Le digo en voz baja asintiendo con movimiento de cabeza.

Acto seguido como lo hago en mi practica en consejería la vi con ojos como diciendo “la entiendo y la felicito” sin decir palabra o hacer otro movimiento de cabeza o gesto. El momento no daba para más. Era una situación delicada. Pareciera que mi reacción le trajo tranquilidad y descansó su postura. Su expresión corporal se suavizó más y puso la botellita oscura en la bolsa de su chaqueta. 

 

La mujer continuó el intercambio hablando de cómo le gustaba  “la belleza” del invierno con su frio, hielo y nieve. De cómo, ella disfruta caminar sin ropas en el frio “mordiéndome la piel.” Le pregunté que si pertenecía al club de mujeres que se meten al agua en lo más frio del invierno en el lago Ontario, cuya presidenta había sido entrevistada en la radio esa mañana. Respondió que no, que a ella le gustaba hacerlo sola.

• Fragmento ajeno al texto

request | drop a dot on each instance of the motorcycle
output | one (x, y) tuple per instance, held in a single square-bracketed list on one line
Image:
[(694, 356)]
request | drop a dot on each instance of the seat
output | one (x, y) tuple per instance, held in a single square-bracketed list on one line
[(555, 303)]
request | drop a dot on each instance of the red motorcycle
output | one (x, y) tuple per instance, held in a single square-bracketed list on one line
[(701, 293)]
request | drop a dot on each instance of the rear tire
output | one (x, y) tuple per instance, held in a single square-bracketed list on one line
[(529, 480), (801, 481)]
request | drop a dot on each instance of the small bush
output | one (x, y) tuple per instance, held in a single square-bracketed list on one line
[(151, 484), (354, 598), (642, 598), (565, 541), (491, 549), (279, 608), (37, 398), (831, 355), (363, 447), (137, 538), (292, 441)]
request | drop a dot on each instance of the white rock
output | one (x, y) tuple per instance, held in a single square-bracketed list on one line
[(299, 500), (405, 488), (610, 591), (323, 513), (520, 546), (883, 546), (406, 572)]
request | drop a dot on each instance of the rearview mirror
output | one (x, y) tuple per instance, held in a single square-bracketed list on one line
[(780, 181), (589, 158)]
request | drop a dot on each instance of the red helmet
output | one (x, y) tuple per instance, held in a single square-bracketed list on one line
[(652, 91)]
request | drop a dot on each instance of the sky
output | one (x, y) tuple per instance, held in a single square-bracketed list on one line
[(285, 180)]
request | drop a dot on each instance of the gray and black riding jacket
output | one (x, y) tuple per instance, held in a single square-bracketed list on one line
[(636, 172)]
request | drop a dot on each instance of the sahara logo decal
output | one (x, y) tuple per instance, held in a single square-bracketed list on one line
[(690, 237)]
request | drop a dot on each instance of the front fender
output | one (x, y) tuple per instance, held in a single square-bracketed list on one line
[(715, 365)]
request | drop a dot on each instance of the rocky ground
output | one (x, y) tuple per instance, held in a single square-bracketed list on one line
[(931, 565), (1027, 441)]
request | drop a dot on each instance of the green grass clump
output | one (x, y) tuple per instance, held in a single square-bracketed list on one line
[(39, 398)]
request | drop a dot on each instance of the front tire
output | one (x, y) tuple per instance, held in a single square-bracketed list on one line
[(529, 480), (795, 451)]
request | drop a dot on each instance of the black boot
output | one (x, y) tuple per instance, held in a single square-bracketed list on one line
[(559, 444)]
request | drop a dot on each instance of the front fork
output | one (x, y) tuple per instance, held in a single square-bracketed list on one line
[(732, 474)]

Entre esas y otras llegué a mi parada y me despedí.

“Have a good afternoon” -Tenga buenas tardes.- Le dije.

“Thank you. You too. You are a good man. I am getting off at the next stop.” -Gracias. Tu también. Eres un buen hombre. Yo me bajo en la próxima parada-, responde ella finalizando la conversación.

 

Quiero clarificar que este intercambio se dio en inglés y que duró unos diez minutos. Sucede que hay construcción en la calle y de parada a parada el bus se tarda por lo menos ese tiempo. Y que al mismo tiempo lo hice pensando en la solicitud que la autoridad del tránsito hace a sus pasajeros o usuarios, de respetarnos los unos a los otros y tratando de des escalar cualquier incidente que podría suscitarse si la mujer continuaba con su actitud de agresión con otras personas. Como ésta, he tenido otras experiencias que en otra ocasión las contaré. 

 

Notas:
(1)     El Consejo de Desarrollo Hispano (creado en 1978) es la organización paraguas para las agencias que proveen servicios a la comunidad de habla hispana en el área de El Gran Toronto enfocándose en las cuestiones de desarrollo social y económico. Los principios más importantes del mandato del Consejo incluyen compartir conocimiento, la investigación y el desarrollo profesional dirigido al avance de las personas de habla hispana en la sociedad canadiense.